Посылка была от племянницы Ширеллы из Сиднея, Австралия. Она прислала фотографии своего мужа Уолласа и двух дочерей, Дикси и Вайолет, а также ракушку, обернутую в вату.
Миссис Уайтекер хранила много таких ракушек в своей спальне. На самой любимой красовался выполненный эмалью вид на Багамы. Это был подарок сестры Этель, умершей в 1983 году.
Она положила ракушку и фотографии в сумку, с которой ходила за покупками, и заглянула в «Оксфам»: все равно по пути.
– Здравствуйте, миссис У, – сказала Мэри.
Миссис Уайтекер уставилась на нее. Губы накрашены (возможно, не совсем подходящим оттенком и не очень ровно, но это, решила миссис Уайтекер, со временем придет), и в элегантной юбке. Большое достижение.
– А, здравствуйте, милочка, – ответила миссис Уайтекер.
– На прошлой неделе заходил тут один, спрашивал о той вещи, что вы купили. О металлической чашке. Я сказала ему, как вас найти. Надеюсь, вы ничего не имеете против?
– Нет, дорогуша, – сказала миссис Уайтекер. – И он меня нашел.
– Он такой необыкновенный! В самом деле необыкновенный, – шумно вздохнула Мэри. – В такого я могла бы влюбиться. И он был на большой белой лошади и все такое.
Она и спину прямее держит, с одобрением заметила миссис Уайтекер.
С книжной полки она взяла новый роман «Ее величественная страсть», хоть и не прочла еще два предыдущих, купленных в прошлый раз.
Взяла она и «Рыцарский роман, или Легенду о галантности» и даже его открыла. На нее пахнуло плесенью. На самом верху первой страницы красными чернилами было аккуратно написано: «EX LIBRIS Фишера».
Она поставила книгу на место.
Когда миссис Уайтекер вернулась домой, Галахад ее уже дожидался. Он катал на своем Гриззеле детишек вдоль по улице.
– Я рада, что вы здесь, – сказала она. – Мне как раз нужно кое-что передвинуть.

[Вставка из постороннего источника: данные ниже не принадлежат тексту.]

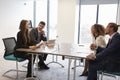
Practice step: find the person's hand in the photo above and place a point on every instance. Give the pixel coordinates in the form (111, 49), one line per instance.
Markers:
(91, 56)
(32, 47)
(93, 46)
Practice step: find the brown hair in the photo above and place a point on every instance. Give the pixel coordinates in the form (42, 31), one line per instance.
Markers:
(99, 30)
(114, 26)
(24, 31)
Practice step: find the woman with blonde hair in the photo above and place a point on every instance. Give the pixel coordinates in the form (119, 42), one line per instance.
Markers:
(98, 33)
(23, 41)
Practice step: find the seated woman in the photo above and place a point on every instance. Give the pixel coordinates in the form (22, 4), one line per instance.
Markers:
(23, 41)
(98, 32)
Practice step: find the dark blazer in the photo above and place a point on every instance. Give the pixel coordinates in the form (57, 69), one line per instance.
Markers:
(21, 44)
(111, 54)
(34, 36)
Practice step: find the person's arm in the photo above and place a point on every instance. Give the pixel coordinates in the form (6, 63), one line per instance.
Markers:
(100, 41)
(33, 37)
(111, 49)
(43, 36)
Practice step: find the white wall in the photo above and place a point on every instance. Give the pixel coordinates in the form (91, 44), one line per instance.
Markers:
(66, 20)
(11, 13)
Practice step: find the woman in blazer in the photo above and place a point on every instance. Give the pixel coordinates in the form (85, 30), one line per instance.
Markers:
(23, 41)
(98, 32)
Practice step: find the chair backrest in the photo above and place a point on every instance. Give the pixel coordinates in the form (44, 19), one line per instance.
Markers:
(9, 44)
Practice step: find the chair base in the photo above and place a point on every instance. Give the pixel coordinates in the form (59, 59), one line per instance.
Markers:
(5, 74)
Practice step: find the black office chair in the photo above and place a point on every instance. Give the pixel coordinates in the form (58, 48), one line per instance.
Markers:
(9, 44)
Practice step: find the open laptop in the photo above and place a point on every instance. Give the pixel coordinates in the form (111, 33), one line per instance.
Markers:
(52, 41)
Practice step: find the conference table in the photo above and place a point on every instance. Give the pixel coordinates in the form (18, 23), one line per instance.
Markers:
(71, 51)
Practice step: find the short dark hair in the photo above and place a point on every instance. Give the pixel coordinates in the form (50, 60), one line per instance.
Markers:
(42, 22)
(114, 26)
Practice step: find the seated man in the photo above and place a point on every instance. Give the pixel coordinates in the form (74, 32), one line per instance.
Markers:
(36, 36)
(108, 58)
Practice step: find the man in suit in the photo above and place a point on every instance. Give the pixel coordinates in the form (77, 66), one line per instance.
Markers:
(37, 35)
(108, 58)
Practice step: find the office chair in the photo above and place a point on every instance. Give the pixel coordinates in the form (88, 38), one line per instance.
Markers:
(116, 75)
(9, 44)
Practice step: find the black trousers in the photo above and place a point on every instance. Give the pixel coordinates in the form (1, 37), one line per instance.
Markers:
(29, 57)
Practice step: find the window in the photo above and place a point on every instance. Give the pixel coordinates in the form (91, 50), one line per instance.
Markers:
(107, 13)
(53, 19)
(41, 12)
(87, 20)
(101, 12)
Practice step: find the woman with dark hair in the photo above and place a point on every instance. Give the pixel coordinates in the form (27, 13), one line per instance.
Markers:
(98, 33)
(23, 41)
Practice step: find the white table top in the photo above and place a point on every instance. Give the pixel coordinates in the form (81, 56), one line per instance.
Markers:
(64, 49)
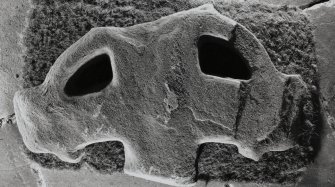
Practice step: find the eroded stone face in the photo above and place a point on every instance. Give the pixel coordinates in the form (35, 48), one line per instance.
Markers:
(158, 89)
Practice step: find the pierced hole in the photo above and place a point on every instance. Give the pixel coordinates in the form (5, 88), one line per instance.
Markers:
(91, 77)
(218, 57)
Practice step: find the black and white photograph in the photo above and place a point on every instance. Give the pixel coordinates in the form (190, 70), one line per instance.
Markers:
(167, 93)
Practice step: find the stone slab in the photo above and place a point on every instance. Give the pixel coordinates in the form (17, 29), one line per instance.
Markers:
(322, 172)
(13, 20)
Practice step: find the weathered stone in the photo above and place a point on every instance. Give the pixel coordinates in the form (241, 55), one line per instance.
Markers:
(145, 86)
(322, 172)
(15, 167)
(12, 24)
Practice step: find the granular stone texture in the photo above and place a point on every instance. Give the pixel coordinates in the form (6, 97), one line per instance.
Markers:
(274, 27)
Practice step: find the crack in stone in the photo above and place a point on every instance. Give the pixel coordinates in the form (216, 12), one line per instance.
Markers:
(243, 93)
(309, 5)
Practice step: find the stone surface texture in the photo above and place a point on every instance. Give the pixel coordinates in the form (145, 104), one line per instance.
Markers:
(15, 167)
(322, 172)
(14, 15)
(159, 104)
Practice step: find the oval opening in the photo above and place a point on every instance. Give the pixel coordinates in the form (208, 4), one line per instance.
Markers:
(92, 76)
(218, 57)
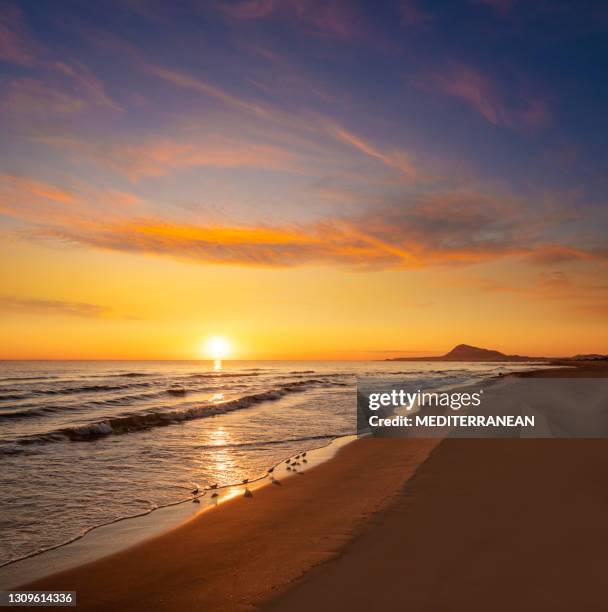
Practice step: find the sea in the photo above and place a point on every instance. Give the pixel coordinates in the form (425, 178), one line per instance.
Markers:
(86, 443)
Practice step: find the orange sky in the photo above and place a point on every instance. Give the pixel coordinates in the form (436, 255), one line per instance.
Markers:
(309, 184)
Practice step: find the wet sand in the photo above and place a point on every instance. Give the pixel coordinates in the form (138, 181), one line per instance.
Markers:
(388, 524)
(237, 554)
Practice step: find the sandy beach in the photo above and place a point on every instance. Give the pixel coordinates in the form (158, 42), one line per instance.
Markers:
(387, 524)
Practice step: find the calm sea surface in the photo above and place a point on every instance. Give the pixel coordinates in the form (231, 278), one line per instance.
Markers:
(85, 443)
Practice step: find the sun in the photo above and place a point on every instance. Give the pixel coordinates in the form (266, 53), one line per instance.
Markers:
(216, 348)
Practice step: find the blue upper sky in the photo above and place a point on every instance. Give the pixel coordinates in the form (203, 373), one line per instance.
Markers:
(411, 132)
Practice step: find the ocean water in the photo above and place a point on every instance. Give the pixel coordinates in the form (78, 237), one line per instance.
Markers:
(83, 444)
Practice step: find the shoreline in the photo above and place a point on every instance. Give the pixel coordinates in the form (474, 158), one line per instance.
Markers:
(292, 551)
(100, 541)
(257, 544)
(79, 549)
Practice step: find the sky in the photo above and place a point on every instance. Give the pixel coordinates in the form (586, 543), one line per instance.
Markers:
(309, 179)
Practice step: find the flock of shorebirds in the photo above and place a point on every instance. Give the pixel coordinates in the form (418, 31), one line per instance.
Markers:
(292, 466)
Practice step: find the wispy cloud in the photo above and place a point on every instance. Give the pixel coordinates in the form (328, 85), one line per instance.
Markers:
(472, 87)
(396, 159)
(187, 81)
(426, 230)
(57, 308)
(33, 98)
(336, 18)
(160, 156)
(19, 46)
(413, 15)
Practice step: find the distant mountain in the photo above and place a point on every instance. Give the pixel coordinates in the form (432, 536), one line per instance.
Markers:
(465, 352)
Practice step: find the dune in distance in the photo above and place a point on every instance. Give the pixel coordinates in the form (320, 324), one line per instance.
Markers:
(466, 352)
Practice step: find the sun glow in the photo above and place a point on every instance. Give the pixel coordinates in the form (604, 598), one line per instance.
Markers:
(217, 348)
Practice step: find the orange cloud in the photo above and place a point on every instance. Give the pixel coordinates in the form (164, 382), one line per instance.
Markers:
(160, 156)
(186, 81)
(427, 230)
(33, 98)
(330, 18)
(397, 160)
(18, 46)
(475, 89)
(57, 307)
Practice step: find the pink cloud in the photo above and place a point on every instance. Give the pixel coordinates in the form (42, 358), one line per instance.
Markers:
(327, 17)
(413, 15)
(472, 87)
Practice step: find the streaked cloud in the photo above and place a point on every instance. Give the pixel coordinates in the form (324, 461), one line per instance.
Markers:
(34, 98)
(36, 306)
(419, 231)
(472, 87)
(412, 14)
(159, 157)
(336, 18)
(19, 46)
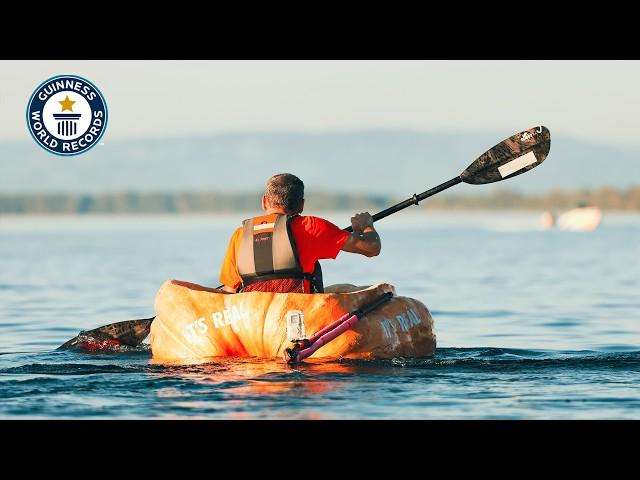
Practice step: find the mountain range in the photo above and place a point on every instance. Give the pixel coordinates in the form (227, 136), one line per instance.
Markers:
(388, 162)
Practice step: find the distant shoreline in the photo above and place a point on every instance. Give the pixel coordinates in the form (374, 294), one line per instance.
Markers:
(606, 198)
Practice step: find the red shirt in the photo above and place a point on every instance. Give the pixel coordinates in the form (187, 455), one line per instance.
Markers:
(316, 238)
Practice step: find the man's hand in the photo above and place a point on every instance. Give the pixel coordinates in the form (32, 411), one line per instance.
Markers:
(361, 221)
(364, 239)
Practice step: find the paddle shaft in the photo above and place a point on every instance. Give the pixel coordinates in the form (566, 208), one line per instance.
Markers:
(413, 200)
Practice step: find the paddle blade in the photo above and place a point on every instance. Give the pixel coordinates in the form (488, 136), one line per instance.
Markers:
(511, 157)
(129, 332)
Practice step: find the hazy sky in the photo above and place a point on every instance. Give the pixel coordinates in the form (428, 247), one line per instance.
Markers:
(597, 101)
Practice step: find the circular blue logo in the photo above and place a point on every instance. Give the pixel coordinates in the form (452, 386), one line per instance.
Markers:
(67, 115)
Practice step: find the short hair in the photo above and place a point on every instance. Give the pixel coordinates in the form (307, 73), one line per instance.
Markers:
(285, 191)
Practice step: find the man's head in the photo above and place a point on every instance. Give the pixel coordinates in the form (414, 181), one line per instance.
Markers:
(284, 192)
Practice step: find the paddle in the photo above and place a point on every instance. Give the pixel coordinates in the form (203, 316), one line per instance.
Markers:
(511, 157)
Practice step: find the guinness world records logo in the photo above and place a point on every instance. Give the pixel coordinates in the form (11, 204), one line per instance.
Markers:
(67, 115)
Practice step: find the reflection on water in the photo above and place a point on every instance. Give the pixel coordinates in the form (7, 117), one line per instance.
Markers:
(531, 323)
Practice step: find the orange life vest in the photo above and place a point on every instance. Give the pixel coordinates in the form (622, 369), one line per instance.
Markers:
(268, 258)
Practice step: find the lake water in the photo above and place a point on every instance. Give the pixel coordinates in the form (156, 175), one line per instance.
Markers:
(530, 323)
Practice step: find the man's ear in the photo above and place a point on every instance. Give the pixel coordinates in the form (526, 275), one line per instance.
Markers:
(300, 208)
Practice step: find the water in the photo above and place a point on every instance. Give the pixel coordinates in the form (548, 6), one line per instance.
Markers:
(530, 323)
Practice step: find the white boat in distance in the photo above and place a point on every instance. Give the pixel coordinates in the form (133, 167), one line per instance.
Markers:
(583, 219)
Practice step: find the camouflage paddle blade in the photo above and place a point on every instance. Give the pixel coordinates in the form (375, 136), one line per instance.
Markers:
(511, 157)
(129, 332)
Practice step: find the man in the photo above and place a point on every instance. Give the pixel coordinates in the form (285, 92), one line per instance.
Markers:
(279, 251)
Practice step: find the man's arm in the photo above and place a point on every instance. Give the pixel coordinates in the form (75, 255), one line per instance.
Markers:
(364, 239)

Она отвела его в чулан, где он переставил ей старые чемоданы, и теперь она могла без труда добраться до дальнего буфета.
Там было очень пыльно.
Почти до вечера он двигал с места на место вещи, а она убиралась.
На щеке у Галахада был шрам, а одна рука плохо сгибалась.
Они немного поговорили, пока она мела и терла. Миссис Уайтекер рассказала ему о своем покойном муже Генри; и как благодаря страховке удалось уплатить за дом; и вон сколько у нее вещей, а оставить некому, разве что Рональду и его жене, но они-то любят все современное. Она рассказала, как познакомилась с Генри во время войны, когда он был в отряде противовоздушной обороны, а она неплотно закрыла на кухне шторы; и о дешевых танцплощадках, куда они ходили; и как, когда война закончилась, поехали в Лондон, где она впервые попробовала вино.
Галахад рассказал ей о своей матери Элейне[9], более взбалмошной, чем это вообще возможно и к тому же отчасти ведьме; о дедушке, короле Пелесе[10], благородном, но немного рассеянном; о юности в замке Блиант на острове Радости; о своем отце, в известном смысле полном безумце, которого он знал как Рыцаря Печального Образа и который на самом деле был Ланселотом Озерным, величайшим из рыцарей, но скрывавшимся и выжившим из ума; и о том, как, будучи молодым оруженосцем, проводил свои дни в Камелоте.
В пять часов миссис Уайтекер, обозрев дела рук своих, решила, что они достойны одобрения; она открыла окно, чтобы проветрить, и они спустились на кухню, где она поставила чайник.
Галахад сел за стол.
Из кожаного кошелька на поясе он достал круглый белый камень размером с шарик для крикета.
– Это вам, моя леди, – сказал он, – в обмен на Святой Грааль.
Миссис Уайтекер взяла камень, который с виду не казался таким тяжелым, и поднесла его к свету. Он был молочного цвета, полупрозрачным, а внутри, в лучах предзакатного солнца, поблескивали серебряные искорки. Камень был теплым.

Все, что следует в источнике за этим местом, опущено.